Kaizen: Consistently Improving

Kaizen is a combination of two Japanese words – kai which means change and zen which means good. The Kaizen approach believes that small, continuous changes have the power to make huge improvements in the long run. While it is a popular concept in business, Kaizen is also very much applicable to individuals who aspire to do great in life. This conversation I had with a friend shows how we can use Kaizen as a means to achieve both our small and large scale goals in life.

Friend: I’d rather die than miss a day at the gym

Me: That’s a bit extreme, don’t you think?

Friend: What I found is, if I miss one day, I will miss every day. Whatever set of excuses I have today that stop me gymming, they are going to be there every day.

Me: Yep I always have the same excuses: I am too busy, I am too tired. There’s never a convenient time.
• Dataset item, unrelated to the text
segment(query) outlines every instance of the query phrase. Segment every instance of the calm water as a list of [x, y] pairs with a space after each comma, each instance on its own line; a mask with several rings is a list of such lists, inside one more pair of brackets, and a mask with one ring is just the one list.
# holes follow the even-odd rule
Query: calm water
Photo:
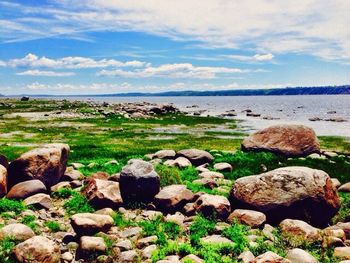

Friend: Right, so since I’ve decided to go to the gym, I am going to stick to it, because if I don’t, I will fail at my larger scale goals. I say to myself: if I can’t make myself do this, how am I going to live my dreams? If I can’t carve out time and do the work, then how the hell will I achieve anything? I’ll be completely unfit and die. I might as well die right now, because that’s what I am doing to myself every time I give some bullshit excuse.

We procrastinate because we overvalue the present and undervalue the future.

We’re drawn to instant gratification. Sitting on the couch and watching TV is instantly enjoyable. Getting into shape at the gym takes a long time.

We not do understand the future consequences of our actions. We feel like skipping the gym today is a small thing. We don’t realize that tomorrow we’ll have the same excuses, we’ll never end up going.

We defeat procrastination by realizing:

If I do not take action today, then I will never achieve my dreams for tomorrow.

You can force yourself into doing anything by putting your dreams on the line.

One of the hardest things I did was to quit smoking. I tried and failed multiple times. I cut down to only a few a week. I made it a rule to only smoke around friends. Nothing worked, light smoking turned into heavier smoking and I always fell back into half a pack a day.

Then I got my ego involved. I said to myself: I have all these dreams, I want to build a business, solve big problems, change the world.


What a useless piece of crap I would be.



From that day forward every time I felt like a cigarette, there would be this feeling of dread. I knew that if I took just one puff, my dreams would be over.

It’s been 7 years and I have never touched a cigarette.

Willpower is something that you can train. Willpower is like a muscle, it gets stronger the more you exercise it.

After I quit smoking the cravings were really strong. There was a lot of mental pain involved in stopping myself from lighting a cigarette. But as the months passed, it became easier and easier. Today I don’t have the urge to smoke at all.

It’s the same with any task that requires brain power, it gets easier the more you do it. Your brain is a muscle. It gets stronger the more you use it.



When I just started learning how to code websites, it was really hard. I struggled through hours of tutorials by computer nerds with Russian accents. Code seemed so alien to me.



I kept on coding my website. Thing started coming together, I finished my first prototype. It was crappy, but hey it worked!

When I got to 50% completion, I could imagine what the completed website would look like.

I really wanted to finish. I got addicted. I spent days on end coding. I’d forget to eat meals. I was in the zone. Time just flew by and before I knew it, my website was finished.

I got into flow.

According to psychologist Mihály Csíkszentmihályi, flow is when a person doing an activity is fully immersed in a feeling of energy, focus, and enjoyment. Flow is characterized by complete absorption in what one is doing and loss of one’s sense of space and time.



The more you work on something, the more you exercise your willpower, the easier it is to get into a state of flow. Then the work becomes easy.

But if we don’t exercise our willpower, if succumb to our addictions, then it becomes a lot harder to get back on track. That’s why light smoking never worked me for me. If I had let myself have a few cigarettes, it would have weakened my willpower, and led me to have more.